Britain’s Conservative Leader Resists Pressure To Cut Taxes
This article is from the archive of The New York Sun before the launch of its new website in 2022. The Sun has neither altered nor updated such articles but will seek to correct any errors, mis-categorizations or other problems introduced during transfer.
LONDON — Conservative Party leader David Cameron said he’ll reject party demands for tax cut promises and pledged to keep British troops in Iraq and Afghanistan as part of an effort to woo British voters.
Ten months after becoming leader, Mr. Cameron faced the biggest gathering of Conservative supporters yesterday at the party’s annual conference in Bournemouth, England.
Mr. Cameron’s determination to avoid committing to tax cuts is designed to allay voters’ concern that the party of Margaret Thatcher would sacrifice the quality of state-run services such as health care for ideology. To do so, and recover winning popularity ratings that one poll showed slipping Saturday, Mr. Cameron must face down opponents in his own party this week, analysts said.
“Those people who say they want tax cuts and they want them now — they can’t have them,” Mr. Cameron said yesterday on BBC television’s Sunday AM program. “As the economy grows and more money comes in, we should share the proceeds” by lowering taxes, though there’ll be no “up-front” taxcutting promises.
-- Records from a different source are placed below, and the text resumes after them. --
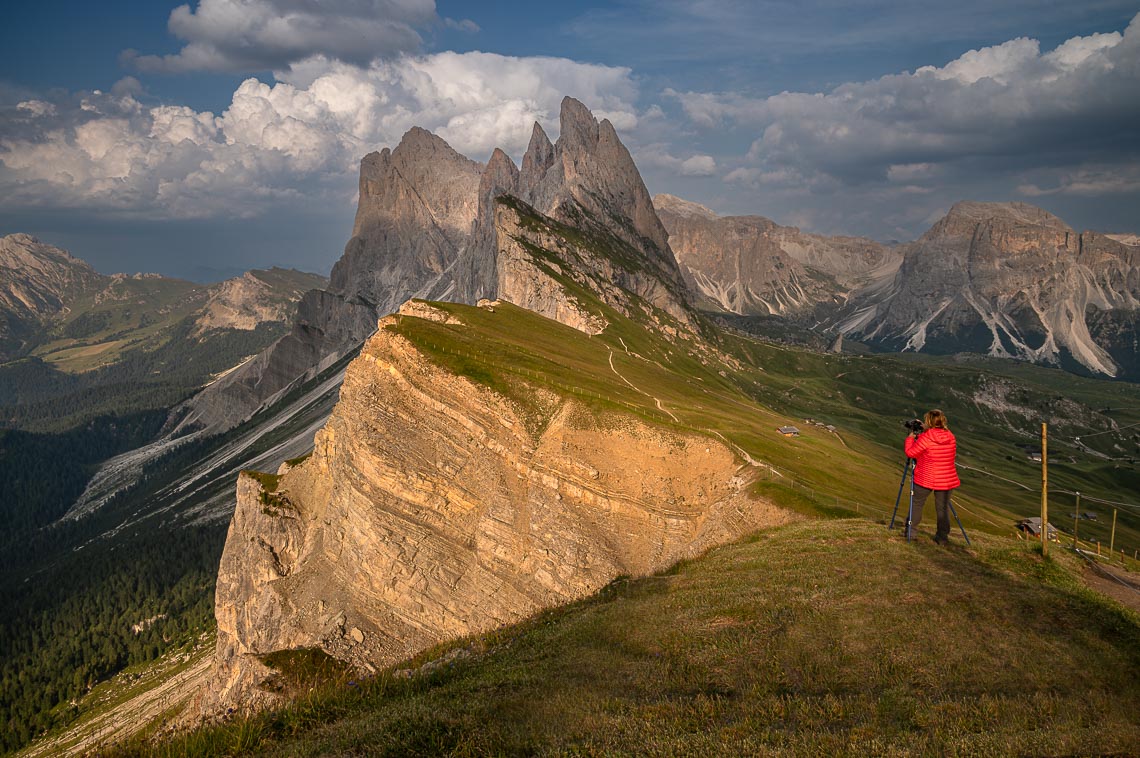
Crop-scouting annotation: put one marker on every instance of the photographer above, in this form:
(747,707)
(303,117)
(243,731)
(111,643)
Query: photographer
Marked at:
(934,451)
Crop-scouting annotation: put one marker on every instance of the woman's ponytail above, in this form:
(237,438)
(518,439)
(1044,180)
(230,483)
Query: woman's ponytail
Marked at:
(936,420)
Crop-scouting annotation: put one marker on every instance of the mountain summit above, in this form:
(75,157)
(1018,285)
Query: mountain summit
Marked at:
(426,226)
(1012,280)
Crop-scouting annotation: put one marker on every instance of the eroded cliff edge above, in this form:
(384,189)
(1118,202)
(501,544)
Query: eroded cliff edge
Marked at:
(434,507)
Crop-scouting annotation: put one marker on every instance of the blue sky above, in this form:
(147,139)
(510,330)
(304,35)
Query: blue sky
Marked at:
(205,139)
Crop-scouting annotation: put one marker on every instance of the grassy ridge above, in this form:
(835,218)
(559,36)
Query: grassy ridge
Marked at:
(763,386)
(822,637)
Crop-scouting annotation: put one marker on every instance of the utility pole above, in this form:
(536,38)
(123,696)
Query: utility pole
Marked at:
(1044,489)
(1076,521)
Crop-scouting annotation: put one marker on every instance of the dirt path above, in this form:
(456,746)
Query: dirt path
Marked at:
(1117,584)
(637,389)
Conservative lawmaker John Redwood will publish his own set of proposals to lower tax rates on income, corporations, capital gains, and inheritance, the News of the World reported yesterday.
The Conservatives lost three straight elections and four party leaders in eight years before picking Mr. Cameron, 39, in December 2005.
By avoiding discussion about tax and focusing on issues such as the environment, Mr. Cameron managed to maintain a lead in the opinion polls over the ruling Labour Party for most of the past four months.
Saturday, however, a YouGov Plc poll showed the Conservatives on an equal footing with Labour for the first time since May, with about 36% of the voters expressing their preference for one of the two parties.
Mr. Cameron’s personal popularity fell to about 35% from 46% because voters are unsure of whether there is “any substance behind the words,” the poll showed.The survey of 1,847 adults was taken between September 27 and 29, the three days following Prime Minister Blair’s speech to the Labour Party conference in Manchester, England.
To combat those views, Mr. Cameron plans to tell supporters and the broader electorate that he doesn’t want to rush into policy positions under pressure from pollsters.
“Getting ready for the responsibility of government is like building a house,” Mr. Cameron said in Bournemouth yesterday, according to excerpts of his remarks released by his office. “First, you prepare the ground, then you lay the foundations.And then, brick by brick, you build your house.”
Mr. Cameron also said he would stick to Mr. Blair’s policy of keeping British troops in Afghanistan and Iraq because the deployment is necessary.
A pullout from Iraq would “cause that country to descend into chaos,” he said in the BBC interview. “People should know that where the national interest is at stake, we believe in being the loyal opposition.”
Among the other issues addressed by Mr. Cameron were political corruption and party financing.A Conservative government would cap all donations to parties at $94,000, including from unions and businesses, and shift decisions on lawmakers’ pay away from Parliament to an independent body, he said.
In an interview in the Sunday Telegraph newspaper, Mr. Cameron said that, if elected, he would ask Parliament to reconsider the Labour government’s ban on fox hunting.
“I’m in favor of the freedom to hunt,” Mr. Cameron said. “I think the law was a great mistake.”